I arrived in Chicago a couple of weeks ago to find that I had not packed well. I had brought mostly t-shirts and slacks. I stepped outside one day and instantly had to make my way to a local Walgreens to take advantage of a five dollar sale on sweatshirts.
I was in Chicago to perform You Only Shoot the Ones You Love in a suburban theatre where, as a teenager, I had caught some of my first glimpses of other worlds via their policy of showing foreign films. Subtitles and naked people. How sophisticated I felt then! It was an enormous pleasure to do the show there.
The next day, I was in St. Louis to do the show at the Ivory Theatre. Part of my show describes the early pioneers of the American improvisational theatre movement, and some of that history happened in St. Louis. I asked to see Gaslight Square, where a nightclub called the Crystal Palace had played host to Mike Nichols, Elaine May, Del Close, Severn Darden and Theodore Flicker before any of them had achieved national reputations. Legend has it that, after some performances there, a handful of these geniuses sat down in a kitchen to hammer out some practical principles for public improvisation. (Details are in my conversation with Del Close in Something Wonderful Right Away.) So, off we went, only to discover that not only is the Crystal Palace gone, but Gaslight Square has been obliterated as well. The only sign that what was once one of the hippest places in America was once there is a modest plaque.
I also went to see the apartment building where Tennessee Williams once lived and where it is claimed that the action of The Glass Menagerie takes place. The building has been renamed “The Tennessee.” A look at its back offers a view of the fire escape where Tom and the Gentleman Caller might have smoked and dreamed. I could see nothing of the dance hall mentioned in the play, the source of the ambient music and dime store romanticism that stoked such discontent in Tom.
This autumn is going to be divided between a few ongoing tasks. I continue to work on the book for the musical that I hope will launch my fame in German musical theatre circles. I’m involved with an attempt to start a new organization called the Harvest Group that could make playwrights de facto co-producers of their own work by giving them a mechanism to raise enhancement money for non-profit productions. I continue to go to a fair amount of theatre to keep up with my column for Dramatics and entries here.
And I have been selected to write a book timed to celebrate the fiftieth anniversary of the Eugene O’Neill Memorial Theatre Center in 2014. The O’Neill has been part of my life since I was a college student and was invited to attend an early session of its National Critics Institute. That visit introduced me to a number of people who have remained friends and collaborators and established an ongoing relationship with the place, sometimes as audience, sometimes as teacher (though, never, alas, as one of the summer playwrights).
I have a number of vivid memories from my visits there:
- Back in the early seventies I saw a children’s play about Marco Polo that featured a young woman in her first post-college job. She struck me as someone to keep an eye on, and she turned out to be Meryl Streep. (She recently said that she learned more from a summer at the O’Neill than from any of her other training. Her training was at Yale University and I will undoubtedly include the comment in the book, which by the way will be published by the Yale University Press.)

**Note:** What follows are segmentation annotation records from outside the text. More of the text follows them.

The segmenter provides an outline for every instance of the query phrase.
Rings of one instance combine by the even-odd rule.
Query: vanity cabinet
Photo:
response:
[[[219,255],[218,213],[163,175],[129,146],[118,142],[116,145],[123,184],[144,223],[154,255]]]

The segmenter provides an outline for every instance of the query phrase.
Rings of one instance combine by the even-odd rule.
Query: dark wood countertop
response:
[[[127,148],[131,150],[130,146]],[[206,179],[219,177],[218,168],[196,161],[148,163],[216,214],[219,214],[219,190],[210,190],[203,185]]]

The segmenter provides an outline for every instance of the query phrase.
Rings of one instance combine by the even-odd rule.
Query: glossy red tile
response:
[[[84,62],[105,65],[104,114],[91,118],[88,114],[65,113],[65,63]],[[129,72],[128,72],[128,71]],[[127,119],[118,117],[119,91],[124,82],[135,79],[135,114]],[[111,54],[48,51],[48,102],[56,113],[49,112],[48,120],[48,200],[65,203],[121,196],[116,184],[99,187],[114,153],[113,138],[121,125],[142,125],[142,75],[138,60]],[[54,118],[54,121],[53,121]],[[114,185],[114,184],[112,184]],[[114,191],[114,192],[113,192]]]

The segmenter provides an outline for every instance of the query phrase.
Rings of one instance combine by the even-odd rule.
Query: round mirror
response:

- My friend Tandy Cronyn and I saw an overlong but very promising performance of a script by a playwright then new to me; it was the first version of what went on to be Fences, a play that won its author August Wilson the Pulitzer Prize and is now established as an American classic.
- Spent a happy afternoon watching Bill Irwin working with a group of young actors to build a chunk of a clown piece, perhaps in anticipation of the season he would later spend at the Signature Theatre.

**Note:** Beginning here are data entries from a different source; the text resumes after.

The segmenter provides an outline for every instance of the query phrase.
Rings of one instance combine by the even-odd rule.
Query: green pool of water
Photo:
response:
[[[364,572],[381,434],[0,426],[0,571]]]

- Joined other friends scattering the ashes of John Seitz around stages where he had played as a regular actor at the O’Neill Center.
This weekend I go to the O’Neill to talk with some of the board members and get a first survey of what is in the archives. Next week I’m scheduled to talk to Edward Albee about his early memories of the place. He was there at the first session, has returned several times and undoubtedly will have some sharp observations about the place’s mission, history and accomplishments. And, of course, what he thinks it could do better.